It doesn't really solve the problem. How do you format this code with tabs:
<TAB><TAB>function name(arg1, arg2,
<TABs or spaces?????> arg3 <-- align with arg1)
The other issue is with maximum line length. If you have a maximum line length of 80, do tabs count as 2 spaces, 4 spaces, or 8 spaces towards meeting that line length?
Using spaces ensures that it at least looks consistent, independent of your tabstop settings.
Indent with tabs, align with spaces. Alignment never follows any "N number of spaces" style guide, since by definition its to align with something else.
since we were talking about indention, not alignment, I don't see how anything changes. If I want my indent to be 3 spaces and you want 8, we can set our tab width and arg3 will still be aligned correctly for both of us.

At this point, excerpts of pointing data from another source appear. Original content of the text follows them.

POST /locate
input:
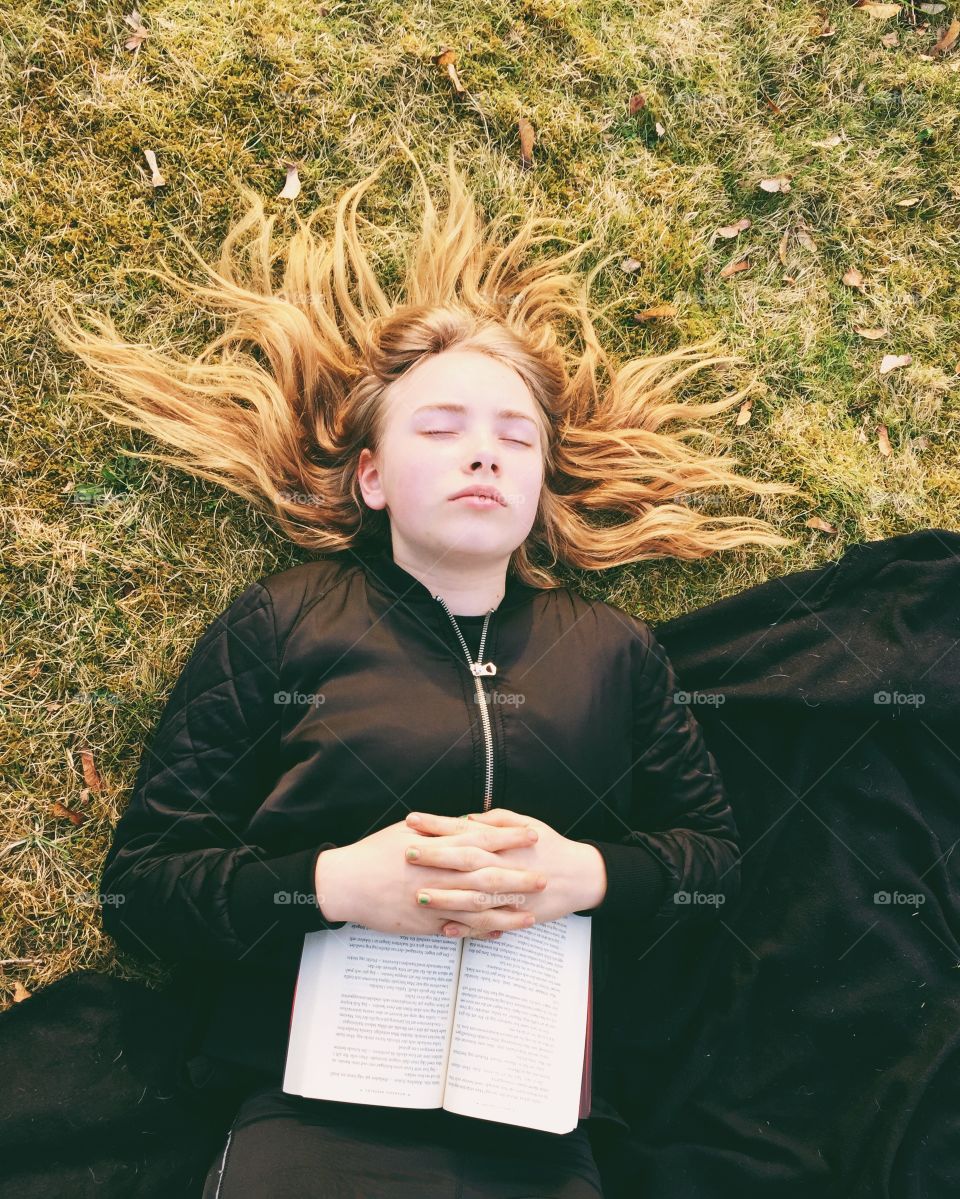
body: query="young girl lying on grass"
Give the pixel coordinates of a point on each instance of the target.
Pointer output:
(441, 451)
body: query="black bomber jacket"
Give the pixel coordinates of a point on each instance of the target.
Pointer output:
(331, 699)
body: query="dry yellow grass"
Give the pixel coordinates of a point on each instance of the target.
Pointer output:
(112, 566)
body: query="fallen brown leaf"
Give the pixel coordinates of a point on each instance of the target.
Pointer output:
(526, 142)
(90, 771)
(658, 313)
(156, 179)
(948, 38)
(446, 59)
(139, 35)
(735, 229)
(291, 187)
(880, 11)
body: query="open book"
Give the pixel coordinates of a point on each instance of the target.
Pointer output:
(499, 1030)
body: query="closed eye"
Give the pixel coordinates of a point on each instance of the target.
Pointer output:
(450, 433)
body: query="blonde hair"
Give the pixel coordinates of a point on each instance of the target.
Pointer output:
(281, 415)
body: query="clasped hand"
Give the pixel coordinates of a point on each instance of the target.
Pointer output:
(513, 871)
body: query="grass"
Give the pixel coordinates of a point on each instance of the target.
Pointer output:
(113, 566)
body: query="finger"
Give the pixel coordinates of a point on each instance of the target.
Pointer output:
(506, 907)
(442, 853)
(433, 823)
(501, 817)
(453, 929)
(481, 832)
(485, 874)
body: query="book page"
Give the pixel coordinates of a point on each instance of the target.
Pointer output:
(519, 1028)
(373, 1016)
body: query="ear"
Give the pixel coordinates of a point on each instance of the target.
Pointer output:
(368, 479)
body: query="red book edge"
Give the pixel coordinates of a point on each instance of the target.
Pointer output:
(585, 1086)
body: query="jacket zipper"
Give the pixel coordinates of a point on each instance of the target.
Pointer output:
(478, 669)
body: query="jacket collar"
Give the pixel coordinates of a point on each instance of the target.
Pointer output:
(392, 580)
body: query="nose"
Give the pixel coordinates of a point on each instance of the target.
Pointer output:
(484, 453)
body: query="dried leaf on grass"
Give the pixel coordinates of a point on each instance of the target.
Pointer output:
(447, 59)
(291, 187)
(139, 34)
(658, 313)
(526, 142)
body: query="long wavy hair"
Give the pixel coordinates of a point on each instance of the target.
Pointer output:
(279, 405)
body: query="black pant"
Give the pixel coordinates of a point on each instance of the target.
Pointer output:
(283, 1146)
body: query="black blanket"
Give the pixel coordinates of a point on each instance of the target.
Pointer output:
(808, 1043)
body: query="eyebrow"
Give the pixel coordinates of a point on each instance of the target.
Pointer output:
(506, 413)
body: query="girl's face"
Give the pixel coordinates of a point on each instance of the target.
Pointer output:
(489, 437)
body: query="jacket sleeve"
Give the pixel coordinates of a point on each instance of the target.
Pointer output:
(180, 881)
(682, 856)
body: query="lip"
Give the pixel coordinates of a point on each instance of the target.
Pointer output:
(490, 493)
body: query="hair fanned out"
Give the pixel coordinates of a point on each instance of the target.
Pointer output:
(279, 405)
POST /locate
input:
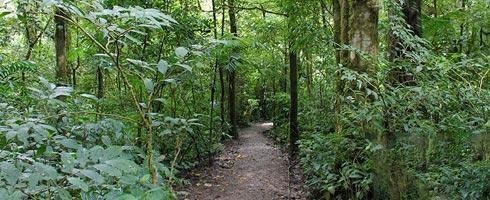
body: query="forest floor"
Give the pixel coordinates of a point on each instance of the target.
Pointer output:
(250, 168)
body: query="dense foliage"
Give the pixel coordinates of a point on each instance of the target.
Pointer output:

Or you live with misaligned arguments (its a bit of a smell imho to have so many arguments that you need to split them over many lines, although it for sure does happen) and just use tabs for both.
My main point is that with tab, each individual has some control over their preferences, even if not perfect for alignment, while with spaces everyone has to live with the standard and nobody has control over their preference. That is, tabs is "mostly people get what they want", spaces is "nobody gets what they want unless they happen to want the style guide imposed on them". The former seems a lot better to me!
You learn to live without precisely aligned arguments!
Really this is a peculiar kind of OCD. You don't need to have arg3 precisely lined up with arg1. Or better yet, indent all the arguments in a nice column - if there's so many that they can't fit horizontally, render them vertically. Most IDEs default to two indentations for continuation.
I've had some discussions with folks on projects who are very... focused on linting and formatting rules. They've reformatted my code in the past, and have insisted on blocking code that doesn't pass all their listing rules.
Them: "We have to use these tools to avoid disagreements about spacing and formatting choices".
Me: "But... I wasn't having any in the first place. It's only the 3 of you that were having these disagreements. And now you're spending ridiculous time planning reformat of entire codebase, instead of actually... moving the project forward.
Please don't bitch about me using $x = new Temp(); in a test file. I'm the only person on the project even making test files, and you're blocking my TEST file because you don't like variable name style..."
They got in to a quandary when trying to inline some JS in to a PHP view file. The PHP standard is 4 spaces, and the person doing some of the JS had defined 2 spaces for JS ("so we can all agree on it") and ... all hell broke loose trying to determine what the style/formatting should be for JS-inside-PHP files. 4 spaces? 2 spaces?
Not the person you're responding to but I do, or actually spacemacs does. The sequence would be $ -> J -> i -> ENTER -> ESC and I guess it's muscle memory.
I agree that this kind of indentation might not make sense on a collaborative project because different people have different standards, but if I'm the only one working on a piece of code I really think precise alignment makes the code a lot more readable.
I don't actually personally do this kind of alignment, but it was the easiest example for me to come up with to illustrate the problem of needing to align text on different lines.
In elm you'd do one of two things: keep all the arguments on one line, or put each on its own line. At least, according to the formatter's opinion (which is honestly so nice to use when it just snaps everything into place every time you hit cmd-s). Of course, this convention is violated all the time when listing all the public exports of a package (with good reason IMHO; it lets your group similar things onto lines together) so it's not much of a convention: https://github.com/rundis/elm-bootstrap/commit/e412efe628854...
Using spaces ensures that it at least looks consistent, independent of your tabstop settings.